Diya Burman

Posted on Jun 10 • Edited on Jun 14 • Originally published at level5engineer.substack.com

The AI Built the Wrong Thing. Every Test Passed.

#ai #softwareengineering #agents #testing

A Level 5 Engineer — Issue #5

Preface

I want to be upfront about something before we get into it. None of the frameworks in this article is mine. The ideas here come from two people who have been thinking about this stuff way harder and longer than I have — and they deserve full credit before I say another word.

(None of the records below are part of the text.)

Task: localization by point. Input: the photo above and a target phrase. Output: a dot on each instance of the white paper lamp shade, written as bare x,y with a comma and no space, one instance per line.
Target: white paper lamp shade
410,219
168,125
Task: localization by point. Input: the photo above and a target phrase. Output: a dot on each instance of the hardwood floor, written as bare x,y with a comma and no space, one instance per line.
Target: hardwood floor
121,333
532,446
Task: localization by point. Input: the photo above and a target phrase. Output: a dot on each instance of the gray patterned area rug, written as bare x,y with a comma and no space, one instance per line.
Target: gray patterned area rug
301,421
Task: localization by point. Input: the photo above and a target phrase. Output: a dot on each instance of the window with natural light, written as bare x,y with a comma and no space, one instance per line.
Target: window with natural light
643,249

Dan Shapiro — CEO of Glowforge, Wharton Research Fellow, and the person who gave this whole conversation a vocabulary. His blog post “The Five Levels: from Spicy Autocomplete to the Dark Factory” is the conceptual spine of everything I’m about to say. Read the original. It’s short, sharp, and will make you uncomfortable in the best way. danshapiro.com

Nate B. Jones — AI strategist, zero-hype practitioner, and the person whose YouTube channel made me realize I had been fooling myself about where I actually sat on this ladder. His video “The 5 Levels of AI Coding (Why Most of You Won’t Make It Past Level 2)” is what triggered this entire newsletter. natebjones.com — Watch the video

This newsletter — The Level 5 Engineer — is my public learning log. I’m a Senior Software Engineer and a Tech Lead, currently somewhere between Level 2 and Level 3 (in context of the title of this newsletter) on a good day. The goal is Level 5. I’m documenting the climb in real time — the frameworks, the tools, the mindset shifts, and the moments where I realize I’ve been doing it wrong. If you’re on a similar journey, pull up a chair.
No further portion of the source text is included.